La FNAPOG du Doubs a organisé du 4 au 6 février 2024 la venue à Toulon de Léon Placek, ancien déporté, survivant du camp de Bergen-Belsen. Fruit d’un partenariat entre la FNAPOG et la FNDIRP du Var, par l’intermède de son président Gilbert Pommet et de notre jeune adhérent Néo Verriest.
Depuis peu, Léon témoigne inlassablement de sa déportation, à l’âge de onze ans, dans l’enfer concentrationnaire de Bergen-Belsen. Une fois de plus, Léon a dénoué le fil de sa vie, les déchirures d’une enfance dont les plaies ne se sont jamais refermées.
Néo Verriest a pu compter sur l’aide précieuse et décisive de Christiane Dormois, de Gilbert Pommet et de Claude Agostini, professeur retraitée. Vaillant monsieur de quatre-vingt-onze ans – toujours en activité dans son cabinet d’expertise-comptable comme il se plaît à le préciser -, Léon a témoigné auprès des élèves des collèges Louis Clément de Saint-Mandrier, Paul Eluard de La Seyne-sur-Mer et du lycée Dumont d’Urville de Toulon.
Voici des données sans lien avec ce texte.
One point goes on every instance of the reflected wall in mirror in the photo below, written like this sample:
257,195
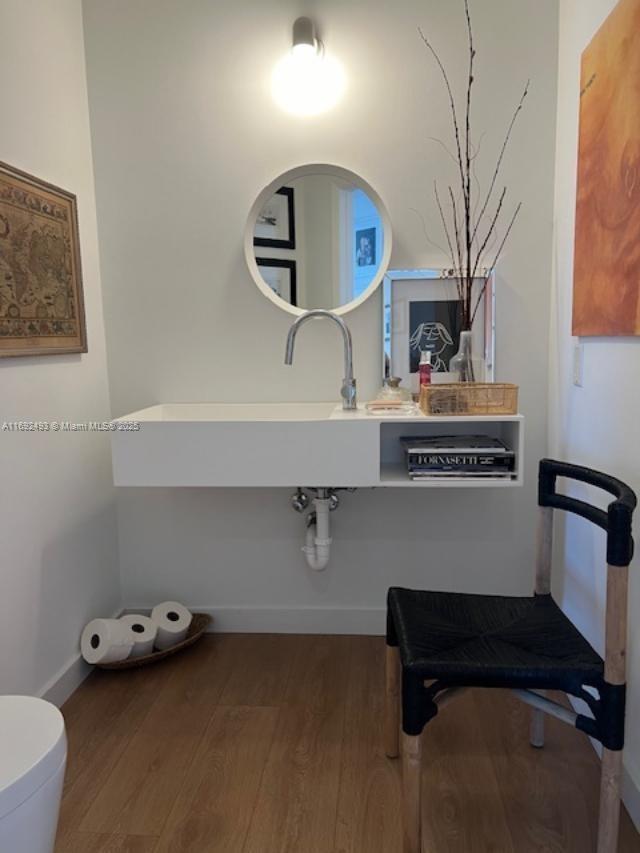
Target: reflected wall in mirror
421,311
318,237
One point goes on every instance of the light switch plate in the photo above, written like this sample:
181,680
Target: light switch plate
578,365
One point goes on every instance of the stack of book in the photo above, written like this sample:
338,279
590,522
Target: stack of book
457,456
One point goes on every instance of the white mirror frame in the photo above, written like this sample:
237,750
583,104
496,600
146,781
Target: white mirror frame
291,175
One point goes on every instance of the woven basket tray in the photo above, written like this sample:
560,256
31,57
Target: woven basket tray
469,398
198,627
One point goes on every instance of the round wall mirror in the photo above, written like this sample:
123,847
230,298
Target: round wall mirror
318,237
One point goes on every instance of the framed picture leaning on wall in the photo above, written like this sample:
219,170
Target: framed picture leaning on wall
41,300
421,312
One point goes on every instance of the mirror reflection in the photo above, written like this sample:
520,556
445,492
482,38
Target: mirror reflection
318,241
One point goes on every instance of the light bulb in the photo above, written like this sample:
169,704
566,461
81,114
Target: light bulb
306,82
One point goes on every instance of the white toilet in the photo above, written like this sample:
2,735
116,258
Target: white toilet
33,753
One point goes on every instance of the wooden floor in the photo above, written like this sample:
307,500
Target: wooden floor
266,744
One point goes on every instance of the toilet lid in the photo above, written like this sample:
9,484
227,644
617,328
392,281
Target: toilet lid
32,747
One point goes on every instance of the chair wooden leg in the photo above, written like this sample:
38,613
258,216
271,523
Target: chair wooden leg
536,730
411,799
609,801
392,702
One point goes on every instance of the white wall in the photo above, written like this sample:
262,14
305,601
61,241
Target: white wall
596,425
185,134
57,510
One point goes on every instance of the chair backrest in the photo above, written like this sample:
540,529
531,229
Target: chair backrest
616,521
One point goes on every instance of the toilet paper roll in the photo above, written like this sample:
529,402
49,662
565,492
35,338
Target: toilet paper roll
143,631
173,620
105,641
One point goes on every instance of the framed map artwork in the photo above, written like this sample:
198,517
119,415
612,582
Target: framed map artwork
41,305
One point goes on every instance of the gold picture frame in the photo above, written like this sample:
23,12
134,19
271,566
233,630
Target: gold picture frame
41,296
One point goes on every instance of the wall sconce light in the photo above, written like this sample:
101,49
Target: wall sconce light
307,81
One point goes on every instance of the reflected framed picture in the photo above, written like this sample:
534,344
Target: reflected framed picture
366,247
280,275
41,301
275,226
421,312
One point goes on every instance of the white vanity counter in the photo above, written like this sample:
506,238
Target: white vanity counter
287,444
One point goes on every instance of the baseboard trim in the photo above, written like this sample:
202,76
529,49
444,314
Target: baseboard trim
630,790
291,620
68,678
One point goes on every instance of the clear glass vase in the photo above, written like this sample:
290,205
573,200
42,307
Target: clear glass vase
465,365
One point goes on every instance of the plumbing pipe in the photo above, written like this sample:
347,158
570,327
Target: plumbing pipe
318,546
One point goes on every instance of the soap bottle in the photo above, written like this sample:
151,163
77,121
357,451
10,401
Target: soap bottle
425,367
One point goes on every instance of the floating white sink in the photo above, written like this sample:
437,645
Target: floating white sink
245,444
284,444
239,412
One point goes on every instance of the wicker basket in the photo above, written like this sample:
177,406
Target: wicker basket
469,398
197,628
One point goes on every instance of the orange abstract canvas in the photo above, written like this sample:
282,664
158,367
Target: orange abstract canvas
606,285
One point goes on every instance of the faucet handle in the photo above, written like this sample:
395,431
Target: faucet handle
348,393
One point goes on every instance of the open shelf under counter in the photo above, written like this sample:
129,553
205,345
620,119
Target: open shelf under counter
393,471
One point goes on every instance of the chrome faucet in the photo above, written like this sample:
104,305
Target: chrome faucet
348,390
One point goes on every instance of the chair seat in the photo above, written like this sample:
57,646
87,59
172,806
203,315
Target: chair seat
491,640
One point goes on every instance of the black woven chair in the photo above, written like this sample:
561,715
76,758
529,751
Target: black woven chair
439,643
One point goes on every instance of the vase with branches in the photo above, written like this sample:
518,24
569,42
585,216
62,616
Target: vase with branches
473,221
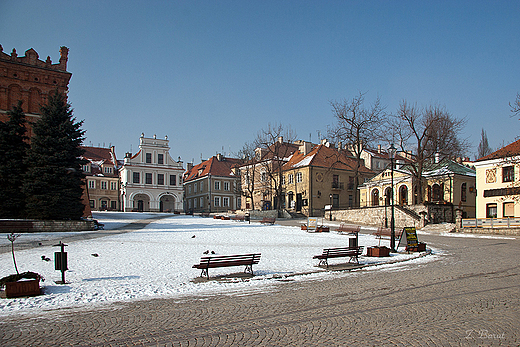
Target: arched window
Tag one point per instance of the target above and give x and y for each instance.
(437, 192)
(375, 197)
(388, 196)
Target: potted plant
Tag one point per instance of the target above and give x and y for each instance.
(20, 284)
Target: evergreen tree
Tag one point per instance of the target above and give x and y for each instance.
(54, 180)
(13, 153)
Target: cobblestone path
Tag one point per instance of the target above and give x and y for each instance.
(469, 297)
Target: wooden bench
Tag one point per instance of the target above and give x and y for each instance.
(267, 220)
(349, 229)
(351, 252)
(387, 232)
(214, 261)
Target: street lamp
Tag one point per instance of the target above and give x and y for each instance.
(330, 211)
(391, 152)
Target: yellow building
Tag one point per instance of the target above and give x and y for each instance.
(498, 183)
(446, 183)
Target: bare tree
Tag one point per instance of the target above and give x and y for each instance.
(483, 148)
(248, 171)
(432, 133)
(358, 127)
(274, 145)
(515, 106)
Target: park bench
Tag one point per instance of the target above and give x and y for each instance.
(349, 229)
(214, 261)
(267, 220)
(387, 232)
(351, 252)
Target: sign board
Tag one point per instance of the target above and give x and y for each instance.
(411, 237)
(312, 223)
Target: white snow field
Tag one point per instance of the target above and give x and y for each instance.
(157, 260)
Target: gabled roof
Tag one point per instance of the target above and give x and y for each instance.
(510, 150)
(99, 154)
(213, 166)
(444, 167)
(325, 157)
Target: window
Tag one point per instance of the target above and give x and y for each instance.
(463, 192)
(508, 174)
(491, 211)
(491, 176)
(509, 209)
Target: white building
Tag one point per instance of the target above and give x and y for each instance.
(151, 180)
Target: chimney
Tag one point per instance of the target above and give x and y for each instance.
(305, 147)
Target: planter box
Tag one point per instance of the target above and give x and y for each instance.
(378, 251)
(22, 288)
(421, 247)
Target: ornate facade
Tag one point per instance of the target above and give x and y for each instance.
(151, 180)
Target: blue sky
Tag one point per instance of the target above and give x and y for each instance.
(211, 74)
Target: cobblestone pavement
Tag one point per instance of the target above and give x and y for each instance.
(469, 297)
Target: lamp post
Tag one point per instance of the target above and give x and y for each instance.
(392, 150)
(330, 211)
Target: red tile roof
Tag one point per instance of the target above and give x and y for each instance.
(510, 150)
(222, 168)
(326, 157)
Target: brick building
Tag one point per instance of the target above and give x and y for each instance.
(31, 80)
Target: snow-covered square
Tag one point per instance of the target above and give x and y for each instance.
(157, 261)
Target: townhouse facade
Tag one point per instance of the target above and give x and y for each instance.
(31, 80)
(321, 175)
(151, 181)
(498, 183)
(446, 182)
(102, 180)
(213, 185)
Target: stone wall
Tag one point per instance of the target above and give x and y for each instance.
(27, 226)
(375, 216)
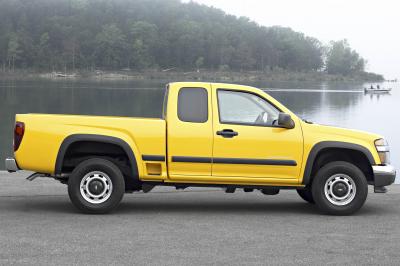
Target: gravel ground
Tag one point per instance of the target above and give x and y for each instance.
(39, 225)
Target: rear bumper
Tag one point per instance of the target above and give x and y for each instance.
(11, 165)
(384, 175)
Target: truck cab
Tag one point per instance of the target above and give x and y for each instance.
(212, 135)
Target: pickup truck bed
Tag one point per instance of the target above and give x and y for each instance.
(211, 134)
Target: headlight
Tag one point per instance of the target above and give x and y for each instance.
(383, 150)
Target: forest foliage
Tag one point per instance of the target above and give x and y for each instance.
(49, 35)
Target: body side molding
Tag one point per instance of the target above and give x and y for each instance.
(189, 159)
(332, 144)
(154, 158)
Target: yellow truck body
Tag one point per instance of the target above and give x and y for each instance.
(176, 150)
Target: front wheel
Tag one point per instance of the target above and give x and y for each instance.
(339, 188)
(96, 186)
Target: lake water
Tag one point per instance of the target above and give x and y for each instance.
(338, 104)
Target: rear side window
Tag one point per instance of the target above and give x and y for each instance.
(193, 105)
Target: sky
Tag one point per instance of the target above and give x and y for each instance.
(371, 27)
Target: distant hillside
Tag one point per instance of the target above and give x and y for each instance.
(49, 35)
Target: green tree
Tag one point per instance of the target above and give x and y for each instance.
(199, 63)
(13, 51)
(341, 59)
(110, 46)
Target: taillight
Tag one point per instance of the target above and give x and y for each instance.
(19, 131)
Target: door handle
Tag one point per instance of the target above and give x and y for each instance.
(227, 133)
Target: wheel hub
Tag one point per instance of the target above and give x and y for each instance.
(96, 187)
(340, 189)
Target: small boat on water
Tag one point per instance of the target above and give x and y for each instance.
(377, 90)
Fils de Pinkus et Itta Placek, venus de Pologne dans les années 1920, Léon voit le jour en 1933. La famille Placek, agrandie avec l’arrivée de Max en 1935, vit du salaire de cordonnier du père. En 1939, le père de Léon, « dans un souci de s’incorporer en France », s’engage dans la Légion Etrangère. La famille est évacuée en Gironde, avant de rejoindre la capitale. La famille échappe à une première interpellation grâce aux documents attestant du statut de prisonnier de guerre du père de Léon. « Ma mère se croyait intouchable, nous vivons comme ça, on voyait des amis qui partaient, soit en zone libre, soit arrêtés par la Police, et puis nous, on était tranquilles, femmes et enfants de prisonniers de guerre : extraordinaire ! » Jusqu’en février 1944. « Re, la Police. Ils tapent à la porte, six heures. Ma mère qui commence à hurler, à pleurer. “Regardez, je suis femme de prisonnier de guerre, vous vous trompez, il y a une erreur”. “On verra ça”. Bref, on nous emmène à Drancy, le commencement de la fin. J’ai vu mon premier suicide à Drancy, un homme s’est jeté sur la terrasse du premier étage ».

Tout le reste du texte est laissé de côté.